Friday, May 12, 2006
I just found good number of reads, namely,
- In message broker space. Known to only two JMS and CNS, excited to discover CEA (Cambridge Event Architecture), HERMES, SIENA, JEDI, ELVIN
- In tuple spaces, LINDA, LIME (2 very well known), IBM Tspaces, Java Spaces, L2imbo
- In Pervasive spaces, CALAIS, Gaia, Nexus, Solar and One.World
Tuesday, May 09, 2006
A traditional CORBA program flow is like: An operation invocation consists of a Request and a Reply. It is initiated by some client computational context (e.g. a thread) and passes through a client-role ORB, a transport protocol (TCP in the case of GIOP), a server-role ORB (possibly involving queuing) to a server application. Thereafter the operation passes through the same entities in reverse order, back to the client.

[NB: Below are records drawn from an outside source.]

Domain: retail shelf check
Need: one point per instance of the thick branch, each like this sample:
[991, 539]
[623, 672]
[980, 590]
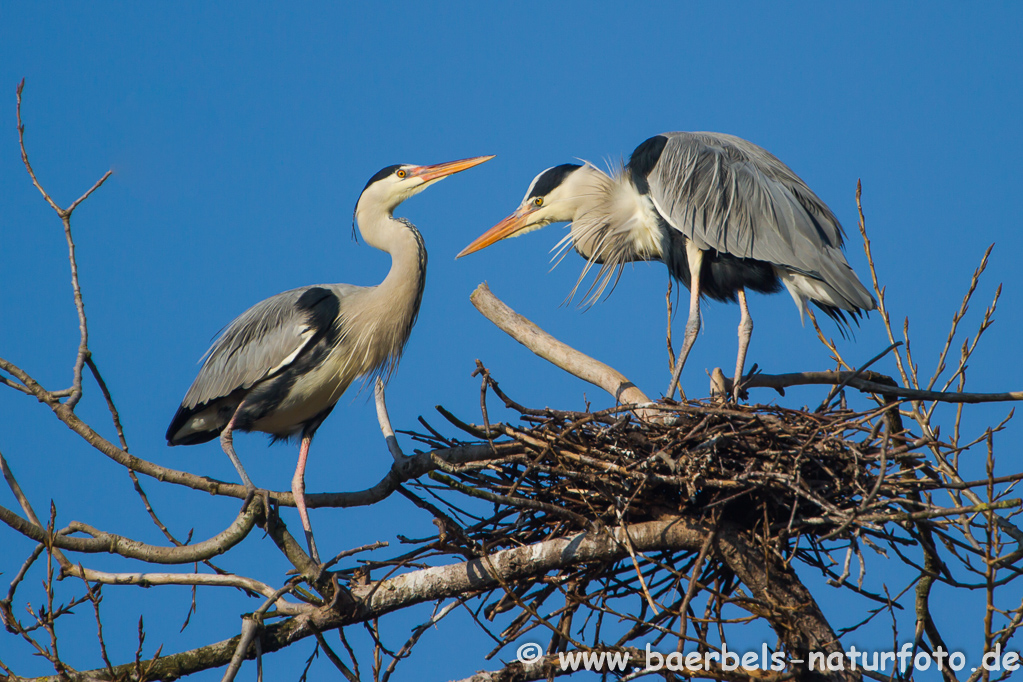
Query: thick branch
[115, 544]
[788, 604]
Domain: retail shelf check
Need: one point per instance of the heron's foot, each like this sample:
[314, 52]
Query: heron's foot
[252, 493]
[723, 390]
[738, 385]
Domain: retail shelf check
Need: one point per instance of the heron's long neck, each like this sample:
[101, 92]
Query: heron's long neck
[406, 279]
[388, 311]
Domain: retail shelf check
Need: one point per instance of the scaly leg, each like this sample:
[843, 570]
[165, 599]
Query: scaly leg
[227, 443]
[745, 331]
[299, 490]
[695, 257]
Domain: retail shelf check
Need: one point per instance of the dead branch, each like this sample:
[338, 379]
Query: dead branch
[553, 351]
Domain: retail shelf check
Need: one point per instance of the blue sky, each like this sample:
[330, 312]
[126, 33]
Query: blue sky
[241, 135]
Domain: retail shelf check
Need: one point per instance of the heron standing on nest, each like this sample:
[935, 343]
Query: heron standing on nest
[723, 214]
[281, 366]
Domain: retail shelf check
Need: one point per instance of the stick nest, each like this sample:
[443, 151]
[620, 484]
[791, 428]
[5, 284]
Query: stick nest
[789, 472]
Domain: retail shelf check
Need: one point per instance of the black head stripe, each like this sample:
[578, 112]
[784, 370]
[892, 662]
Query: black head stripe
[643, 160]
[381, 174]
[551, 178]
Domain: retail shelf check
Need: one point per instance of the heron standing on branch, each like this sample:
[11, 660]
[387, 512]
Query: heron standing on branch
[280, 367]
[708, 203]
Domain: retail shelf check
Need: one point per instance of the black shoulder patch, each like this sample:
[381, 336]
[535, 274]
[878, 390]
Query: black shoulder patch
[321, 305]
[643, 160]
[550, 178]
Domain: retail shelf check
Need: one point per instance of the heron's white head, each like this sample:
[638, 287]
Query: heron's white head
[394, 184]
[558, 194]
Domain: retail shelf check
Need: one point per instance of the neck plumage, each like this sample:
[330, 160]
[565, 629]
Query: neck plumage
[613, 225]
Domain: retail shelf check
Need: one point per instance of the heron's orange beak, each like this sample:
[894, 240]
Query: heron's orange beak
[506, 228]
[439, 171]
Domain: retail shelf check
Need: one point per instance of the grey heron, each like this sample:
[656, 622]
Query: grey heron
[708, 203]
[281, 366]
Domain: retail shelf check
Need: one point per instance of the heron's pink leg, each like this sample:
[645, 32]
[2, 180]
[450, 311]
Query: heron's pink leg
[299, 490]
[695, 257]
[745, 331]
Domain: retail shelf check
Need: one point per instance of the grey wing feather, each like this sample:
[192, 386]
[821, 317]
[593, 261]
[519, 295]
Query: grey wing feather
[259, 343]
[728, 194]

RT CORBA uses four components namely,
- Scheduling support from OS
- Real Time ORB
- Transport medium
- Respective thread priorities between client and server for resolving resource contention
- Bounding the duration of thread priority inversions during end-to-end processings
- bouding the latencies of operation invocations
Thread Priorities: Real-Time CORBA defines a universal, platform independent priority scheme called Real-Time CORBA Priority. It is introduced to overcome the heterogeneity of different Operating System provided priority schemes, and allows Real-Time CORBA applications to make prioritized CORBA invocations in a consistent fashion between nodes with different priority schemes. Real-Time CORBA defines a NativePriority type to represent the priority scheme that is ‘native’ to a particular Operating System. Priority values specified in terms of the Real-Time CORBA Priority scheme must be mapped into the native priority scheme of a given scheduler before they can be applied to the underlying schedulable entities. Real-Time CORBA defines a Real-Time CORBA Current interface to provide access to the CORBA priority of a thread.
A Real-Time operating system (RTOS) sufficient to use for implementing a Real-Time ORB compliant with this specification, will have some discrete representation of a thread priority.
Priority Models: Real-time CORBA defines two models at which a server handles a clients request:
- A model in which server respects priorities of inivocations set by clients. Server ORB maps this Real-time CORBA priority to Native OS priority. Requests coming from a non Real-time ORB are handled according to server priorities
- Server handles the inovocations according to the Real-time priorities set by the server side
Other cool features:
- Real-time CORBA provides clients to obtain a non multiplexed connection, which will not be shared with other client-server communications.
- Allows applications to set a timeout on the invocation in order the bound the time the client is blocked and waiting for the response.
- Server side thread configuration.
- Configuration of priority models set by clients or server. A new Real-time CORBA POA policy would be created on aboves.